Covid: cosa cambia per i dipendenti statali con il Dpcm


Lavoratori in presenza nelle zone rosse solo se indispensabili, smart working a percentuale nelle altre zone. Il problema di chi ha esaurito ferie e congedi.
La divisione dell’Italia in tre fasce di rischio, attuata dal Dpcm anti-Covid entrato in vigore il 6 novembre, spacca in due anche la Pubblica Amministrazione. La gestione del lavoro dei dipendenti statali, infatti, non è la stessa nelle zone rosse rispetto a quelle arancioni o gialle: nelle aree dove ci sono le maggiori restrizioni, infatti, occorre rivedere le regole che stabiliscono la presenza in ufficio ed il ricorso allo smart working.
Come noto, il lockdown totale della scorsa primavera aveva pressoché svuotato gli uffici degli enti pubblici, dove rimaneva in presenza solo la parte operativa incaricata di espletare le pratiche più urgenti e quelle che da casa non potevano essere portate a termine. L’allentamento delle misure restrittive prima e la ripresa della diffusione della pandemia poi avevano portato il Governo a stabilire una percentuale minima di lavoratori statali che dovevano svolgere la loro attività da casa, ovvero il 50% dell’organico, percentuale aumentata ulteriormente a metà ottobre.
Ora, però, con il decreto del presidente del Consiglio del 3 ottobre scorso, nelle zone ad alto rischio la Pubblica Amministrazione deve tornare a ragionare come ai tempi del primo lockdown. Significa che negli uffici ci saranno solo gli impiegati statali addetti alle attività indifferibili, mentre tutti gli altri dovranno lavorare in smart working.

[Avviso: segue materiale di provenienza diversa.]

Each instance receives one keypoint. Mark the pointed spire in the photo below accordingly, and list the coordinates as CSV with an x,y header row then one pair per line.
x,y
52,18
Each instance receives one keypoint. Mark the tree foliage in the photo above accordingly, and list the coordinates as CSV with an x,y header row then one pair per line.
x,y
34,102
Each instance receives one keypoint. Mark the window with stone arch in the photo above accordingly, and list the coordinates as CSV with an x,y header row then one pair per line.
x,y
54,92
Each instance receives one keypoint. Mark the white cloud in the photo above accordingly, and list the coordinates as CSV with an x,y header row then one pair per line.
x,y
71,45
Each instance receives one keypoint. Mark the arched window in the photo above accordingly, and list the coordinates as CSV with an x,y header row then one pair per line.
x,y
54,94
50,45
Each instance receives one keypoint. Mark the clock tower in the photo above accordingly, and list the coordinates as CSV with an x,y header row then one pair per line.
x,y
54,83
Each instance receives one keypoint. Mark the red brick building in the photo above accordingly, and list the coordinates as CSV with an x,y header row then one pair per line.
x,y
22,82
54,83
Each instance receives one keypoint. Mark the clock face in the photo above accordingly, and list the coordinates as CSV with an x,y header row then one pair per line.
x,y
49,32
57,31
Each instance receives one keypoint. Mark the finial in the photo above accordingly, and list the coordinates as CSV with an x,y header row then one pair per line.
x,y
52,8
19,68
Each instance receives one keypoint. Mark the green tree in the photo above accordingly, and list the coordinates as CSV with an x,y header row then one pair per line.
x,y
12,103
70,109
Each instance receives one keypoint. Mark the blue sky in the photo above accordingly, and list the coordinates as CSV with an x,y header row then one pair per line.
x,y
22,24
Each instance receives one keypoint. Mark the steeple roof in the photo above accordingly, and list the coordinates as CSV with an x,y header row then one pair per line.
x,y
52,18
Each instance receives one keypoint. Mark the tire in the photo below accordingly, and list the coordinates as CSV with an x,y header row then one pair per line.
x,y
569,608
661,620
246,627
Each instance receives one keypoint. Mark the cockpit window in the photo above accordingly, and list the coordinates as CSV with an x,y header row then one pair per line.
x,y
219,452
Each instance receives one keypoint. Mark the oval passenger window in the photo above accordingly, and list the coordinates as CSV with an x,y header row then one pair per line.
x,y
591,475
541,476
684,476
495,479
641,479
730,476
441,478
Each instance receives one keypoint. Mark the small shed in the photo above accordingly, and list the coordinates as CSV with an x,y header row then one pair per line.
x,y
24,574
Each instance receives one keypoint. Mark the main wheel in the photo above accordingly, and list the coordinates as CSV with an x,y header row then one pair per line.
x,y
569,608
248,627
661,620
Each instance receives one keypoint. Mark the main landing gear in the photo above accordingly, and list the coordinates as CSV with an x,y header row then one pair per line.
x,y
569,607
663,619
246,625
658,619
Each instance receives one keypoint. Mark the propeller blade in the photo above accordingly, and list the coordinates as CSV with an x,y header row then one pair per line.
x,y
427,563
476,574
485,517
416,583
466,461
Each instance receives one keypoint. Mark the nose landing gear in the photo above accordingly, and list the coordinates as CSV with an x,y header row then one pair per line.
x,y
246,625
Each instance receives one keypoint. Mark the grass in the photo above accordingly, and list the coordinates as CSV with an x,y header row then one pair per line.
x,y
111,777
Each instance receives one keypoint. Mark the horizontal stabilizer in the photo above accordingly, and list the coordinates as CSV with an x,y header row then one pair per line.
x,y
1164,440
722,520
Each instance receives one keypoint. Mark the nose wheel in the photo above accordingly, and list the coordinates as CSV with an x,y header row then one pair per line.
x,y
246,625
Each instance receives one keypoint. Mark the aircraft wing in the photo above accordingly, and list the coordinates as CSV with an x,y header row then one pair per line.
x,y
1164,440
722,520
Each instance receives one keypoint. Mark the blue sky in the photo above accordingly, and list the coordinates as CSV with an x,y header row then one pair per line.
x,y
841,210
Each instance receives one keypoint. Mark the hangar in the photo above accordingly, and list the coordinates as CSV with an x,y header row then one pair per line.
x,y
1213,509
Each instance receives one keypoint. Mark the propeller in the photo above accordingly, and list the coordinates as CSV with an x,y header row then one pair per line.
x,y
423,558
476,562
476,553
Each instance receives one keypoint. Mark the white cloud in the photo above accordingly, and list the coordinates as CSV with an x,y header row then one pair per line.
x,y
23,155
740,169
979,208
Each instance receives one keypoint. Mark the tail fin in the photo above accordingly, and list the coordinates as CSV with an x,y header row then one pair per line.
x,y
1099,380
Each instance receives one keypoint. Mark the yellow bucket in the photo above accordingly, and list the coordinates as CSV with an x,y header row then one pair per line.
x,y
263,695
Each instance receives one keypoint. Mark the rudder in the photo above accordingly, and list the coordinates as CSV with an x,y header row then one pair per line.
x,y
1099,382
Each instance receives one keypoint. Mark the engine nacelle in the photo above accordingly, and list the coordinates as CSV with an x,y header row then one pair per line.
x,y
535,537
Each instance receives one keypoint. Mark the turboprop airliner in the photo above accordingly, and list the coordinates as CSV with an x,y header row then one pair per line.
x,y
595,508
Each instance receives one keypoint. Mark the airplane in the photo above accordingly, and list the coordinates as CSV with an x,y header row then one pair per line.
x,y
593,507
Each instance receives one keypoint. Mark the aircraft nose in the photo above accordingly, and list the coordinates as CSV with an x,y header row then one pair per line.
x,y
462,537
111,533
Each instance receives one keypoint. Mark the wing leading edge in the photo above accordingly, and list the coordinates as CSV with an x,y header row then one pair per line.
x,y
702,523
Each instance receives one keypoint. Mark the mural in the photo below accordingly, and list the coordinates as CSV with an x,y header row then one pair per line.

Il problema si pone per i dipendenti pubblici che svolgono attività non indifferibili e nemmeno fattibili da casa, come ad esempio il lavoro manuale per conto di un ente pubblico. Molti di questi lavoratori, infatti, hanno esaurito le ferie durante la prima fase della pandemia e non hanno più diritto ad usufruire di congedi o di banca ore. Per loro, la Pubblica Amministrazione potrebbe essere costretta ad improvvisare dei corsi di formazione, come previsto dal decreto del Ministero.
Nelle regioni che non sono state inserite nella fascia maggiormente a rischio resta la regola dello smart working a percentuale: dovrà essere garantito il lavoro agile almeno al 50%, pur garantendo la qualità del servizio.